Datavault AI (DVLT) Form 4: EOS transfers 180,000 shares under consulting side letter
Rhea-AI Filing Summary
Datavault AI Inc. insider Form 4 shows Nathaniel Bradley and EOS Technology Holdings Inc. jointly reporting changes in beneficial ownership. On 09/23/2025 a transaction coded J transferred 180,000 shares of common stock by EOS to a third party pursuant to a side letter tied to a consulting agreement; the reported price is $0. The filing lists 12,109,002 shares beneficially owned indirectly by EOS, 3,175,818 shares indirectly by Mr. Bradley’s spouse, and a separate disposition of 4,735,970 shares. The report explains Mr. Bradley’s voting and disposition power over EOS-held shares while disclaiming personal beneficial ownership except for any pecuniary interest. The form is signed by Mr. Bradley and EOS on 09/25/2025.
Positive
- Transparent joint disclosure by Nathaniel Bradley and EOS Technology Holdings Inc. clarifying indirect ownership and voting power
- Provides contractual context for the 180,000-share transfer (side letter tied to a consulting agreement)
Negative
- Insider-related dispositions reported, including a 4,735,970 share disposition and transfer of 180,000 shares, which change insider-linked share distribution
- Transfer reported at $0 for 180,000 shares, indicating a non-cash agreement rather than an open-market sale
Insights
TL;DR Insider filing records transfers of millions of shares, including a 180,000-share transfer tied to a consulting side letter.
The Form 4 records a non-derivative transfer on 09/23/2025 where EOS transferred 180,000 shares under a side letter related to a consulting agreement; price reported is $0, indicating a non-cash contractual transfer. The filing also documents a disposition line of 4,735,970 shares and large indirect holdings: 12,109,002 shares held by EOS and 3,175,818 by the spouse. For investors, these are material changes in insider-linked holdings because they alter the reported distribution of ownership, though the document provides no context on market impact or proceeds.

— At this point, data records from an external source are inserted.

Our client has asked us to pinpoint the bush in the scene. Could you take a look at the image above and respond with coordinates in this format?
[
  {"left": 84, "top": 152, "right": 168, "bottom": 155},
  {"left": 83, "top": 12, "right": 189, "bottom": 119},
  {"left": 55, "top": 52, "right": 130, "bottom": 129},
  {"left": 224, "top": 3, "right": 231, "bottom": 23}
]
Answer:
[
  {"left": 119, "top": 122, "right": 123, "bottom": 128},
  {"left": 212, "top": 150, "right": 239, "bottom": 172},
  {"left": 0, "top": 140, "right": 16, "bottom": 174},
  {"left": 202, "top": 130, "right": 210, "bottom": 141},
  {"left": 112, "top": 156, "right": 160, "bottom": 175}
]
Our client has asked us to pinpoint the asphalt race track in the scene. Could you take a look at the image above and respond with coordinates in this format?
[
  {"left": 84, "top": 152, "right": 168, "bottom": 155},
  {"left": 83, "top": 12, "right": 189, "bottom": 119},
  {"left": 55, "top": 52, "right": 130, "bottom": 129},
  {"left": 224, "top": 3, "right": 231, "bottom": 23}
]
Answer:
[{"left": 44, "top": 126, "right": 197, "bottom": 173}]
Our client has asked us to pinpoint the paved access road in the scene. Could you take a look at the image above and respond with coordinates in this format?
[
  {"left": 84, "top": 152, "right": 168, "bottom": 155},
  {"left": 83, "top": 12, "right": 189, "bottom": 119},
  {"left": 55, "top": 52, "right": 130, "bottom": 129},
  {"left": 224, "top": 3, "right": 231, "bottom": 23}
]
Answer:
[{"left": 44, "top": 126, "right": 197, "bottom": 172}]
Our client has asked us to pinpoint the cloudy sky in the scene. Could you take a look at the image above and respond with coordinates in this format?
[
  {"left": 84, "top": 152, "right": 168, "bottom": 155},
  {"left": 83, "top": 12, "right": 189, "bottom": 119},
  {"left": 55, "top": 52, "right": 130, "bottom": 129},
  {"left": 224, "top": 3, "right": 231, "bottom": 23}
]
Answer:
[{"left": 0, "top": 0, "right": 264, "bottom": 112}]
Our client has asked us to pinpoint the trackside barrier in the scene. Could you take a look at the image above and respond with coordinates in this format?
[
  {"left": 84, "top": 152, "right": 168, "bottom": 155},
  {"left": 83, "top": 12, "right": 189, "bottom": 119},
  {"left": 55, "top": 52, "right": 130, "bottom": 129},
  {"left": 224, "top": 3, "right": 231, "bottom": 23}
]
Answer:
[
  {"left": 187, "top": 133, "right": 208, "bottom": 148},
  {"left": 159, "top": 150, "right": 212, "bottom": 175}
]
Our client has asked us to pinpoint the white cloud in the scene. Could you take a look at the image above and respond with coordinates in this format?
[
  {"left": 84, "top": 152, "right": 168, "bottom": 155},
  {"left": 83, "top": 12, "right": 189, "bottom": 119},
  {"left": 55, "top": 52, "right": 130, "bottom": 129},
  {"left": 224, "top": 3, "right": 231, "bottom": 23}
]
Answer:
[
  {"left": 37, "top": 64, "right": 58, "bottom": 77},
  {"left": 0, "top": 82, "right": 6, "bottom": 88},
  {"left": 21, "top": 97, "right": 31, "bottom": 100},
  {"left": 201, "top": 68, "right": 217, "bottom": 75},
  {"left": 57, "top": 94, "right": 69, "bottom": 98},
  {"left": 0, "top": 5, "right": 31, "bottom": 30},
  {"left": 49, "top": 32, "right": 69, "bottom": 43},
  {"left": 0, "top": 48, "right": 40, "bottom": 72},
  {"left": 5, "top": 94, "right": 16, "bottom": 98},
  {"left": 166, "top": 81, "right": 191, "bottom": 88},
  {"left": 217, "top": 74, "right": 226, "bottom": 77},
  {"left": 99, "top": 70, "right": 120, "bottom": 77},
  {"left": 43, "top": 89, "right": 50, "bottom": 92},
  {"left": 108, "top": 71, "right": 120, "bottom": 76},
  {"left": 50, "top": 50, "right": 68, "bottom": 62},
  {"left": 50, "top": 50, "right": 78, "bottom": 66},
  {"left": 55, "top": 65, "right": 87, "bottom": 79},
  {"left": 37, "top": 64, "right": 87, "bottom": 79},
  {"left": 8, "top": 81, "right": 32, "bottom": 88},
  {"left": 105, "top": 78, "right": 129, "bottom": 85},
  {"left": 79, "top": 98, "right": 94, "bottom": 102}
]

TL;DR Joint filing clarifies control relationships and includes disclaimers of personal beneficial ownership by the reporting officer.
The disclosure appropriately states that Mr. Bradley, as an officer and director of EOS, has power to vote and dispose of EOS-held shares and includes standard disclaimers that he disclaims beneficial ownership except for pecuniary interest. The joint filing by an individual and an entity and the explanatory notes enhance transparency about indirect ownership and the contractual transfer mechanism (side letter and consulting agreement). The filing does not provide additional contractual terms beyond the transfer date and parties.
Insider Trade Summary
| Type | Security | Shares | Price | Value |
|---|---|---|---|---|
| Other | Common Stock | 180,000 | $0.00 | -- |
| holding | Common Stock | -- | -- | -- |
| holding | Common Stock | -- | -- | -- |
Footnotes (1)
- This Form 4 is jointly filed by Nathaniel Bradley ("Mr. Bradley") and EOS Technology Holdings Inc. ("EOS"). The shares of common stock, par value $0.0001 per share (the "Common Stock") of the issuer are beneficially owned both directly and indirectly, as outlined above and more fully described below, by Mr. Bradley. 180,000 shares of Common Stock of the issuer were transferred by EOS to a third party in pursuant to a side letter, dated as of September 23, 2025, (the "Side Letter") in connection with a consulting agreement, dated as of August 19, 2025 (the "Consulting Agreement"). Both the Consulting Agreement and the Side letter are by and between EOS and the consultant under the Consulting Agreement. Mr. Bradley, as an officer and member of the board of directors of EOS, has the power to dispose of and the power to vote the shares of Common Stock beneficially owned by EOS. Mr. Bradley disclaims beneficial ownership of such securities except to the extent of his pecuniary interest therein, and the inclusion of these securities in this report shall not be deemed an admission of beneficial ownership of such securities for purposes of Section 16 of the Securities Exchange Act of 1934 (the "Exchange Act") or for any other purposes. Mr. Bradley disclaims beneficial ownership of such securities except to the extent of his pecuniary interest therein, and the inclusion of these securities in this report shall not be deemed an admission of beneficial ownership of such securities for purposes of Section 16 of the Exchange Act or for any other purposes.